‘Airmen are the best defense,’ Col. Dunn says at all call

Col. Troy Dunn, commander of the 10th Air Base Wing, speaks from the stage in Arnold Hall Nov. 4, 2016 at the U.S. Air Force Academy. Dunn hosted an all call to thank the Total Force Airmen assigned to the wing for their daily efforts and discuss his priorities as the commander. (U.S. Air Force photo/Jason Gutierrez)

Col. Troy Dunn, commander of the 10th Air Base Wing, speaks from the stage in Arnold Hall Nov. 4, 2016 at the U.S. Air Force Academy. Dunn hosted an all call to thank the Total Force Airmen assigned to the wing for their daily efforts and discuss his priorities as the commander. (U.S. Air Force photo/Jason Gutierrez)

Col. Troy Dunn. commander of the 10th Air Base Wing at the U.S. Air Force Academy, speaks from the stage in Arnold Hall Nov. 4, 2016. Dunn hosted an all call to to discuss his priorities as commander, thank his team of Total Force Airmen, and advocate for the care and concern of Airmen at the wing. (U.S. Air Force photo/Jason Gutierrez)

Col. Troy Dunn. commander of the 10th Air Base Wing at the U.S. Air Force Academy, speaks from the stage in Arnold Hall Nov. 4, 2016. Dunn hosted an all call to to discuss his priorities as commander, thank his team of Total Force Airmen, and advocate for the care and concern of Airmen at the wing. (U.S. Air Force photo/Jason Gutierrez)

U.S. Air Force Academy --

Col. Troy Dunn, commander of the 10th Air Base Wing, hosted an all call in front of a full house Nov. 4 in Arnold Hall.

 

Along with thanking the 3,000 Total Force Airmen assigned to the wing’s 11 squadrons and two staff agencies and their families, he praised the positive results of the Defense Department Climate Survey taken across the wing earlier this year.

 

“The [survey] response was a lot higher and a lot better than last year and the results show the level of concern and care for Airmen and their families at the wing is at an all-time high,” he said.  

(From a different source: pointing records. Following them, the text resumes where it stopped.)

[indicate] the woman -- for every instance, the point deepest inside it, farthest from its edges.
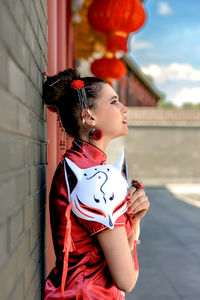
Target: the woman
(97, 261)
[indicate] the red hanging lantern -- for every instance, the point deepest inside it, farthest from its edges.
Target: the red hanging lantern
(108, 68)
(121, 15)
(117, 19)
(116, 41)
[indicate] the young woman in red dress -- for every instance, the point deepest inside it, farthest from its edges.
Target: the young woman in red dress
(93, 262)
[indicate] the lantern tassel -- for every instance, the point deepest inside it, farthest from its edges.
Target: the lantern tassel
(68, 247)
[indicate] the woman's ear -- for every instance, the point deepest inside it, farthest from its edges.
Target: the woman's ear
(90, 119)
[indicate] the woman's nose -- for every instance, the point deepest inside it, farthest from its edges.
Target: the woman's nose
(124, 108)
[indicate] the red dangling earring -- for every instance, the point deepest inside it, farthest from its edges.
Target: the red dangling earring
(95, 134)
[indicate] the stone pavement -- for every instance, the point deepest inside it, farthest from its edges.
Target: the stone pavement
(169, 252)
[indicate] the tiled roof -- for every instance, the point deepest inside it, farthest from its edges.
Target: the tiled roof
(150, 116)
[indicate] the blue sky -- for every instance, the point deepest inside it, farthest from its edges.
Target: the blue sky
(168, 48)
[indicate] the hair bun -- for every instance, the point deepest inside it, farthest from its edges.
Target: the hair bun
(52, 92)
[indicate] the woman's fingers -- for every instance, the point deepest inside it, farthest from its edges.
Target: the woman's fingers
(138, 203)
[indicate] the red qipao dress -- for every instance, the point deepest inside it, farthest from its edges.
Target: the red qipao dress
(88, 275)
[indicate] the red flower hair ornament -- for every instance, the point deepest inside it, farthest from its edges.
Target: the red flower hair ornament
(77, 84)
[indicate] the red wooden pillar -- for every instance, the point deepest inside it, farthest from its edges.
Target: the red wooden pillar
(51, 125)
(60, 57)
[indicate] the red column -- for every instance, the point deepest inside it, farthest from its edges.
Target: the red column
(52, 125)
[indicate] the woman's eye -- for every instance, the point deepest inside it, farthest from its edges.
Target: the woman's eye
(114, 101)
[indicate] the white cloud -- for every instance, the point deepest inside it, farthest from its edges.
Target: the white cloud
(135, 44)
(164, 9)
(191, 95)
(172, 72)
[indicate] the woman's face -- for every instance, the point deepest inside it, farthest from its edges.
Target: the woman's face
(109, 114)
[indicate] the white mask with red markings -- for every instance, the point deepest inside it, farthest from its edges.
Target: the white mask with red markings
(100, 192)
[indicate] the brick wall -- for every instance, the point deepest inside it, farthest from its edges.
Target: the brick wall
(23, 58)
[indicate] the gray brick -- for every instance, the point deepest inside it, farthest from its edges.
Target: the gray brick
(7, 196)
(33, 98)
(29, 35)
(32, 266)
(28, 213)
(17, 150)
(4, 67)
(14, 268)
(34, 234)
(3, 244)
(34, 18)
(22, 186)
(37, 178)
(8, 112)
(18, 292)
(17, 10)
(16, 80)
(35, 285)
(33, 71)
(16, 227)
(24, 124)
(13, 150)
(38, 128)
(27, 6)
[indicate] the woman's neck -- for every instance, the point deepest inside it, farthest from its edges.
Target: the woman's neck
(102, 144)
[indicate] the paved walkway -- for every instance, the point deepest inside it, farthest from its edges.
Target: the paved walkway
(169, 253)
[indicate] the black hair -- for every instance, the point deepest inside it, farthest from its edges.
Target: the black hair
(60, 97)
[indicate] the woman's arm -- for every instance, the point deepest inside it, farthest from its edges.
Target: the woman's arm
(116, 249)
(116, 246)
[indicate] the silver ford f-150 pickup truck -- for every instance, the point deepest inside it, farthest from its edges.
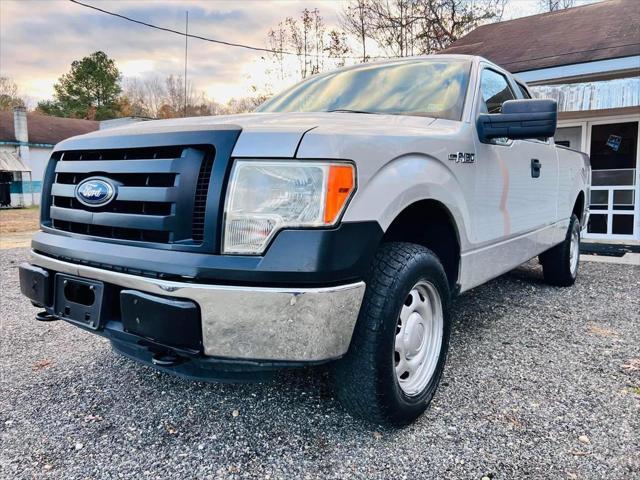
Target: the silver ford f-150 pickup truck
(335, 224)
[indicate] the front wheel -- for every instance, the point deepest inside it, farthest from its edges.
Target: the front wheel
(399, 346)
(560, 264)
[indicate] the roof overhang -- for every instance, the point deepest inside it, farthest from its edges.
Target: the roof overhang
(10, 162)
(580, 72)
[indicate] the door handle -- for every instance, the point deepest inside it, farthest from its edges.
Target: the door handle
(535, 168)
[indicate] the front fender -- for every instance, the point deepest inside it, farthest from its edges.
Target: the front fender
(404, 181)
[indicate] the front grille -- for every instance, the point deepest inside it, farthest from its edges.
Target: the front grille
(161, 193)
(200, 201)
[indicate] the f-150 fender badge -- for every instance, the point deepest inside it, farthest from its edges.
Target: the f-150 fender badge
(462, 157)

Dunn said he and his senior staff members read and studied every comment in the survey’s comment section.

 

“Thank you for your input, your servant leadership and everything you do on a daily basis,” he said. “Servant leadership is Airmen taking care of cadets, Airmen, and their families and you are doing an incredible job. You are paving the way for wing operations across the Air Force.”

 

One area related to the survey Dunn will check into, he said, is the indication that some Airmen assigned at the wing may feel underappreciated. To address the issue, he asked the audience to provide feedback.

 

“I need your feedback,” he said. “‘What does feeling appreciated feel like and look like to you? I ask you to let me know. Let’s address the issue as a team.”

 

Dunn also talked to the audience about his effort to ensure complete alignment of the mission of the 10th ABW with Chief of Staff Gen. David Goldfein’s three focus areas: revitalizing squadrons, strengthening joint leaders and teams, and advancing multi-domain, multi-functional command and control.

 

“Our Air Force is one team,” he said. “We need to make sure we are familiar with these focus areas. Our five core missions [air and space superiority; intelligence, surveillance, and reconnaissance; rapid global mobility; global strike; and command and control] haven’t changed since the beginning of our Air Force. We will continue to align our mission with that of the Air Force.”  

 

To make sure the 10th ABW supports the objectives of the Air Force’s top officer, Dunn shared his three priorities for the wing.

 

“The first is focus on the 10th ABW core mission of providing quality support to enhance the education and development of more than 4,000 future Air Force leaders,” he said.

 

The second focus is to continue eradicating responsibilities from the 10th ABW’s ledgers that are redundant or simply do not need to be done, Dunn said.

 

“I count on you to tell me what we need to stop doing,” he said. “Airmen are the best defense against unnecessary spending and requirements that may detract from the mission.”

 

Dunn said his third focus is giving Airmen time back.

 

“This is part of taking care of each other,” he said. “You do a tremendous job -- nothing happens here without the 10th ABW touching it and I expect every supervisor at every level to monitor their Airmen’s work load. If we can lessen that load and give our Airmen more time, let’s do it.”

 

A climate of care and concern for Airmen is the foundation of a successful organization, Dunn said.

 

“Check on your teammates,” he said. “I give everyone in this wing permission to ask ‘How are you doing?’ and mean it,” he said. “This is the only place in the Air Force that’s a college campus and a military installation fused together as one – we do awesome and inspiring things here but we couldn’t do it without the care and concern we have for each other.”

 

Dunn ended the all call by asking the audience to remember their deployed coworkers.

        

“Let’s continue to take care of our deployed Airmen and their families who support the warfighting effort,” he said. “They’re out there doing great Air Force work for our nation.”